Situation 6 is like 5, but target for data is emulated memory. The PRU is is "master" and "slave" now at the same time.
It may seem tempting to not produce UNIBUS cycles in this case, as a super-fast Linux-internal access like in situation 7 could be used.
But its important to make every memory access visible on the UNIBUS because:
- if the PDP-11 has cache installed, the cache logic is "snooping" on the bus and must see all memory transaction to update cached data.
- when debugging UNIBUS traffic, every memory cycle must be visible on the wires.
<link: ubu adapter LA>
In situation 8, a direct Linux-internal memory access is used for memory monitoring. While the PDP-11 is running, the emulated memory can be read or written to over a 2nd port.
So emulated memory can be accessed by Linux/ARM code while the PRU exposes it to the PDP-11. This allows some new aplications:
- auto save of memory ... to emulated true "core".
- super fast memory load, instead of slow dump of data over serial console protocolls (like PDP11GUI or pdp11monloader do)
- shared memory between several PDP-11s: memory content for some pages is transfered between UniBones in different machines
- EXAM/DEPOSIT like we are used to, but even for running PDP-11s.
An finally setup 9: if UniBone is plugged into an UNIBUS segment without PDP-11 CPU, it is always bus master and must not execute the NPG/NPR/SACK protocoll ... nobody would respond.
So even plain memory is not so boring at all, isn't it?
A parallel torture test
For testing the PRU the bus cycle logic, the memory and the DMA logic, I used one cruel test:
In short: a PDP-11/34 is equipped with a mix of physical and emulated memory. The PDP-11 executes the DEC diagnostic ZKMA to tests one part of memory, in parallel a UniBone application tests another memory range in parallel with DMA cycles.
More precise:
A PDP11/34 is populated with a 32KB MS11 board and an UniBone. The MS11 implements addresses 000000-077777, the UniBone emulateds all other 216kB from 100000 to 757776.
Now the DEC memory diagnostic ZKMA is used. It can run standalone and comes as paper tape image.

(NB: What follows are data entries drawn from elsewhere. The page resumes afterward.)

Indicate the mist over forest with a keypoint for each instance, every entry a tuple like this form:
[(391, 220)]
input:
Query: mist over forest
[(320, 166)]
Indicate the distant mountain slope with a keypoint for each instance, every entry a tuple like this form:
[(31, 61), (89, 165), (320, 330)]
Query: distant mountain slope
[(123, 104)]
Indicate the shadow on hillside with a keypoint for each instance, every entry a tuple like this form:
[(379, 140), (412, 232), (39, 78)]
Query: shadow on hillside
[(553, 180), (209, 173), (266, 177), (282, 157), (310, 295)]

1. We have two terminal sessions open: one to the UniBone Linux with "demo" text-menu application, the other one to the PDP-11/34s serial console, showing the M9312 console emulator prompt.

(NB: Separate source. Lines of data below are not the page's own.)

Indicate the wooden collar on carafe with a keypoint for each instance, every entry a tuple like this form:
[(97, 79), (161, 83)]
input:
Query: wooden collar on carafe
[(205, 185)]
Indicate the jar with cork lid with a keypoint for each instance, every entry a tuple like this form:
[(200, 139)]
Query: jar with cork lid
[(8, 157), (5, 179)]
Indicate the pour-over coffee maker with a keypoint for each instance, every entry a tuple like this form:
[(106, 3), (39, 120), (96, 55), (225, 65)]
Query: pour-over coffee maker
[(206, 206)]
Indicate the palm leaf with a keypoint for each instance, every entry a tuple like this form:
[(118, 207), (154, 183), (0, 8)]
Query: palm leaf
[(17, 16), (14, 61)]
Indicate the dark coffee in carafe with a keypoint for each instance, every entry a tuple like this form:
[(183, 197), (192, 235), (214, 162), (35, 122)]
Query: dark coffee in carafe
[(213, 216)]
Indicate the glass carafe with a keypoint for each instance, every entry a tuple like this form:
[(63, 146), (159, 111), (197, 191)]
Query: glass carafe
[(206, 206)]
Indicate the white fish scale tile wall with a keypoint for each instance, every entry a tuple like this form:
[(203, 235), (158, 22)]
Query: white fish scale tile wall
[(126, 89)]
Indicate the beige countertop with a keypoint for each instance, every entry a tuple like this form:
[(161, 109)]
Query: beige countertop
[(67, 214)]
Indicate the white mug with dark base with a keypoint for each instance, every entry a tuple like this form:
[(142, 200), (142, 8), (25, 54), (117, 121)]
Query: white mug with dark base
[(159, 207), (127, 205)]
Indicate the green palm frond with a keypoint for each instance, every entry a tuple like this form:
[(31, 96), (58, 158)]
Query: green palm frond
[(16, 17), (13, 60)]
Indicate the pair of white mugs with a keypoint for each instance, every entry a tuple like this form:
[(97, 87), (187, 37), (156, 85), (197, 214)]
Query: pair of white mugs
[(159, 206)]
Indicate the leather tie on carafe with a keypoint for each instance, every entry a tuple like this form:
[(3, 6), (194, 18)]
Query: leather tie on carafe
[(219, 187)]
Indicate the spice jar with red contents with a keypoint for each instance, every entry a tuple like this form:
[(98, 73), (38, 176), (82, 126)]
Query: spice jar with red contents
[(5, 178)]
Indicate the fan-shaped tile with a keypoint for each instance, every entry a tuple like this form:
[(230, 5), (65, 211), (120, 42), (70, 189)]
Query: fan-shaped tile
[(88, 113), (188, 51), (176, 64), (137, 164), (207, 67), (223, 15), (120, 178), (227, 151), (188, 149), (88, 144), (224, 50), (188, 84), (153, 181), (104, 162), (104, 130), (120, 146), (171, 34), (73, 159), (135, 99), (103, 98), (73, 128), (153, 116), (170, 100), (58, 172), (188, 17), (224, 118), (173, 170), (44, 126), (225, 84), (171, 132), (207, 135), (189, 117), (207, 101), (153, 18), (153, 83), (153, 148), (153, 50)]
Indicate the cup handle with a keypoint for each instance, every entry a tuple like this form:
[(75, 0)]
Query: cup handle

2. UniBone reads the paper tape image and writes the code words per DMA into lower physical memory (situation 5).
3. We tell UniBone to exercise memory from 20000 to 757776. It does so by producing DMA cycles, interrupting the PDP-11/34 heavily (situtation 6). This test must not touch the lower 56KB of memory, as the PDP-11 executes ZKMA there. The whole memory is written with a random pattern ("W"), then read back and checked ("R") ... forever. No errors so far!
4. While UniBone is working, the PDP-11/34 CPU executes the M9312 console emulator all the time. Now that ZKMA was written into memory, we can start it at address 200. The PDP-11 executes the memory test ZKMA in lower 56KB of RAM, the addresses are 0 - 157776 (a mix of physical and emulated, situation 1 and situtation 2 in parallel with situation 6).
When I first saw this picture, it was better than sex!
The interleaved UNIBUS accesses of PDP-11 and UniBone can be seen with an logic analyzer:
UniBone requests bus mastership by lowering the NPR signal. Then access is granted, indicated by SACK going Low.
When SACK is High, the 11/34 CPU uses the bus, if SACK is Low we see the UniBone cycles.
The image above shows 600µs of bus traffic. At higher resolution of 10 µs we see individual DATI and DATO cycles, as well as the priority arbitration signals in detail:
Again UniBone sets NPR Low - bus access is granted with SACK Low. So left of "cursor line A" the 11/34 CPU is accessing memory, then UniBone takes over.
UniBone produces visually different signals: MSYN/SSYN pulses are shorter but the overall cycle is a bit slower. Who cares until the UNIBUS specs are met?